Nearly 10,000 further education lecturers have been or are to be made redundant, according to figures released by Natfhe, the university and college lecturers' union today.

Part-timers have borne the brunt of the redundancies. More than 4,500 have been made redundant and a further 3,000 are projected to go, with three regions being particularly affected.

This compares with more than l,300 existing and 363 projected redundancies for full-timers involving some who were on fixed-term contracts Natfhe says that some of the redundancies are technical and many part-timers will probably be re-employed by the same institutions.

Information compiled by the union's regions shows that the main reasons for the redundancies are very large cuts, shortfalls or deficits in institutional budgets, cuts in allocations from the Further Education Funding Council, lack of students, and failure to meet student targets.

Deficits go as high as Pounds 3.2 million at City of Liverpool Community College which has shed 100 jobs.
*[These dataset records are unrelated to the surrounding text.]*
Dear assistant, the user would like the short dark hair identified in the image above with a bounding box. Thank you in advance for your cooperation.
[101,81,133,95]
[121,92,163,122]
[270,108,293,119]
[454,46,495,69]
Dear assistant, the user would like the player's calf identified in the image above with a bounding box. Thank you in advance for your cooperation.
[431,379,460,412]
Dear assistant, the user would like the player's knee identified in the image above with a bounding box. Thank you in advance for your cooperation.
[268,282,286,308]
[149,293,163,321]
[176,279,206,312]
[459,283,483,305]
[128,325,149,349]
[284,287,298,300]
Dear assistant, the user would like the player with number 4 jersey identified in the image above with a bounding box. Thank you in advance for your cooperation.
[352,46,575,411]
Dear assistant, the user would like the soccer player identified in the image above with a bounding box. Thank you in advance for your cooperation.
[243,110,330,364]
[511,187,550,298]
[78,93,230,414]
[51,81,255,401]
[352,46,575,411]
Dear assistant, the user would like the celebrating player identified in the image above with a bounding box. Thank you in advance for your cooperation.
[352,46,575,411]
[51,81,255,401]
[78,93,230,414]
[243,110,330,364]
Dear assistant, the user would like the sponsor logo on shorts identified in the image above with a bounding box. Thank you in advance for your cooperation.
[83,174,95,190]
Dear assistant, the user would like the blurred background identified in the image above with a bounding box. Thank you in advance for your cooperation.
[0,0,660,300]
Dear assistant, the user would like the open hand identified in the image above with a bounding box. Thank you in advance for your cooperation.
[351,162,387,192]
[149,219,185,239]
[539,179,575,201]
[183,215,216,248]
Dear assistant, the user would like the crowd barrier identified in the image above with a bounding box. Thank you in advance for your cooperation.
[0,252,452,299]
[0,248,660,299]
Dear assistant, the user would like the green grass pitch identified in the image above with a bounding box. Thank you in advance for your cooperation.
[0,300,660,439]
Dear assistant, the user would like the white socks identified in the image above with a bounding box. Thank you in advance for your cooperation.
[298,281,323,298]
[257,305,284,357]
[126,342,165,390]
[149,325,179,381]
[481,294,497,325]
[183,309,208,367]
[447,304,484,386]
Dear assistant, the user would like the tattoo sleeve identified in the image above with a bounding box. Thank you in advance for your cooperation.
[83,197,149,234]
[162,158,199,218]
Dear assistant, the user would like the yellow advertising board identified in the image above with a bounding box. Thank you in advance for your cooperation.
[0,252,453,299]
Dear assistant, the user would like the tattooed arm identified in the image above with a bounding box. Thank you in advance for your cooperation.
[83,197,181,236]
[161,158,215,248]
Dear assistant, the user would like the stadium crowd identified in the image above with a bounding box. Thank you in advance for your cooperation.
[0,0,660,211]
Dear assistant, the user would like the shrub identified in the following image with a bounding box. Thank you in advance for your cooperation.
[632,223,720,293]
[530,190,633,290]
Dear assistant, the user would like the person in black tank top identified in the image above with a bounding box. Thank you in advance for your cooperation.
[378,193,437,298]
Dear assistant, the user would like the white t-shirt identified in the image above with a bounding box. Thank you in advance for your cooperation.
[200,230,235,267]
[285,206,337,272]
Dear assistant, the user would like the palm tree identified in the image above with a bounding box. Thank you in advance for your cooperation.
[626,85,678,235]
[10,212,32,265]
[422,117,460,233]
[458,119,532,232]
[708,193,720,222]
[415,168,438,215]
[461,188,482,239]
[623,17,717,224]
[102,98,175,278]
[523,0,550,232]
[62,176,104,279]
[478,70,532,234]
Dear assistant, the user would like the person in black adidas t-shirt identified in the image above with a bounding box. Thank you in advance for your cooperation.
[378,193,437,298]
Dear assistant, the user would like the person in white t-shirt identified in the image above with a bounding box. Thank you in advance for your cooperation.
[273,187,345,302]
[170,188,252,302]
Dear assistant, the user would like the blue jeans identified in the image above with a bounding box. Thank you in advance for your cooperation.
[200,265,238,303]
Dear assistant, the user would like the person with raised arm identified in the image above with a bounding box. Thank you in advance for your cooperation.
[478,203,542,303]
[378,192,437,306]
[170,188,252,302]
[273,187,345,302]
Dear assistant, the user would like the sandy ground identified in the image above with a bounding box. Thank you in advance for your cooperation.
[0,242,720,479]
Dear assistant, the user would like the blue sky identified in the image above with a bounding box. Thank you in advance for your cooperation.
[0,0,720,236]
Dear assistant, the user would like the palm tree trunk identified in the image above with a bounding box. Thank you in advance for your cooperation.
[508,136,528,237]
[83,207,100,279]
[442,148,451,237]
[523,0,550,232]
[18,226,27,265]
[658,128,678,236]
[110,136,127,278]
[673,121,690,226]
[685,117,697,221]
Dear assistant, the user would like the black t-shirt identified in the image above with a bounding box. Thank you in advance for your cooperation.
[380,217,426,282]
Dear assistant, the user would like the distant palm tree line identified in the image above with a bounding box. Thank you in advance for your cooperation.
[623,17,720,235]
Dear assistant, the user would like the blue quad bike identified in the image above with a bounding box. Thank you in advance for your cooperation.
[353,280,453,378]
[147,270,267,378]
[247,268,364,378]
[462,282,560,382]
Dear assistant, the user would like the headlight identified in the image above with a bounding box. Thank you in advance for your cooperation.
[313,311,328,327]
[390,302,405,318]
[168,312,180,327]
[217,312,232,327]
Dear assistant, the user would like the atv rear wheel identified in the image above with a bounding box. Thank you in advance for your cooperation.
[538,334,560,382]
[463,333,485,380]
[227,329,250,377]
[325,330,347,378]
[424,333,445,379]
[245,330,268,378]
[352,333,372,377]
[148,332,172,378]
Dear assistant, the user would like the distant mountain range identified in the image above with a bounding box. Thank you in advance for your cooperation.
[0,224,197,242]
Sheffield, which has a Pounds 1.9 million deficit because of loss of income from all sources, has made 120 redundancies.

Paula Lanning, assistant secretary of Natfhe, said that one of the main factors behind redundancies was inadequate funding to meet expansion targets.

"The other point is that the funding formula is wrong because it is based on a common unit and does not respond to the different needs of different institutions, nor does it take into account the college's capacity to expand."

While full-time redundancies are spread throughout the regions, part-time job losses have been concentrated in two of their regions - northern with more than 2,000, 448 of which are at Newcastle College, and the north-west region with nearly 1,500, with 853 at Bradford and Ilkley.

The highest number of full-time redundancies will be at Cambridge regional college which expects to make some 186 lecturers redundant. Most part-time cuts, 3,095 out of a total of nearly 3,500, will be in the East Midlands. The main institutions affected will be Clarendon College 528 losses, followed by East Warwickshire, 284, and People's College, 248.